Dua hari terakhir pembicaraan di lini masa ramai membahas soal Tere Liye yang konon karyanya paling diminati se-Indonesia dan paling banyak dijadikan penelitian oleh mahasiswa sastra. Pembahasan mengenainya tidak dalam rangka apresiatif, sebaliknya lebih banyak bermakna peyoratif.
Sebagai orang yang sudah mengkhatamkan bukunya sebanyak 28 judul, dan pernah jadi ketua panitia yang mengundangnya pada 2013 menjadi pembicara dalam sebuah seminar di kampus, bisalah saya memberikan sedikit komentar. Karya-karya Tere Liye tidak se-picisan dugaan sebagian orang, meskipun jelas, tidak setinggi dan sedalam karya Pram.
Karyanya, Kau Aku dan Sepucuk Angpau Merah, adalah yang paling saya minati. 5x kali saya khatamkan buku itu. Hanya ada dua buku yang pernah saya khatamkan lebih dari 2x, satunya lagi: Bumi Manusia (3x). Di satu sisi saya terinspirasi menjadi seorang pemberani seperti Minke, namun sekaligus ingin menjadi seorang Borno, pemuda berhati lurus di sepanjang tepi Kapuas.

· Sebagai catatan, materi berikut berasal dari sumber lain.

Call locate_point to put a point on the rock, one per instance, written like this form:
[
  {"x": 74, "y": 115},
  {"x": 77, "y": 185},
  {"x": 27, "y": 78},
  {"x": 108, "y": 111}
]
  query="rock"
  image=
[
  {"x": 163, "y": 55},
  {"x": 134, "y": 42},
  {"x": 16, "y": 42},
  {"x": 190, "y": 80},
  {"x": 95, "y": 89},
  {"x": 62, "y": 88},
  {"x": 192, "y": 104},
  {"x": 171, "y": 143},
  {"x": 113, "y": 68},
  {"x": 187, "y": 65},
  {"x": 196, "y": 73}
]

Daya tarik karya Tere Liye adalah kekuatannya dalam memegang prinsip. Prinsip yang sangat dia sesuaikan dengan target pembacanya. Dua contoh saja. Tere Liye tidak menulis karya yang di dalamnya ada adegan merokok, dan tidak kita temukan adegan pasangan yang berciuman, apalagi berhubungan seksual. Kekuatannya dalam membangun karakter anak muda layak diapresiasi.
Novel "Janji" dan "Teruslah Bodoh Jangan Pintar" adalah buku ke-29 dan ke-30 yang tidak berhasil saya khatamkan. Sejak itu saya mulai sadar, bacaan saya sudah beranjak naik. Saya sudah tidak mengonsumsi lagi buku-buku Tere Liye, walaupun saya tetap beli buku-buku terbarunya. Niatnya untuk menjadi salah satu bacaan alternatif buat anak-anak saya kelak.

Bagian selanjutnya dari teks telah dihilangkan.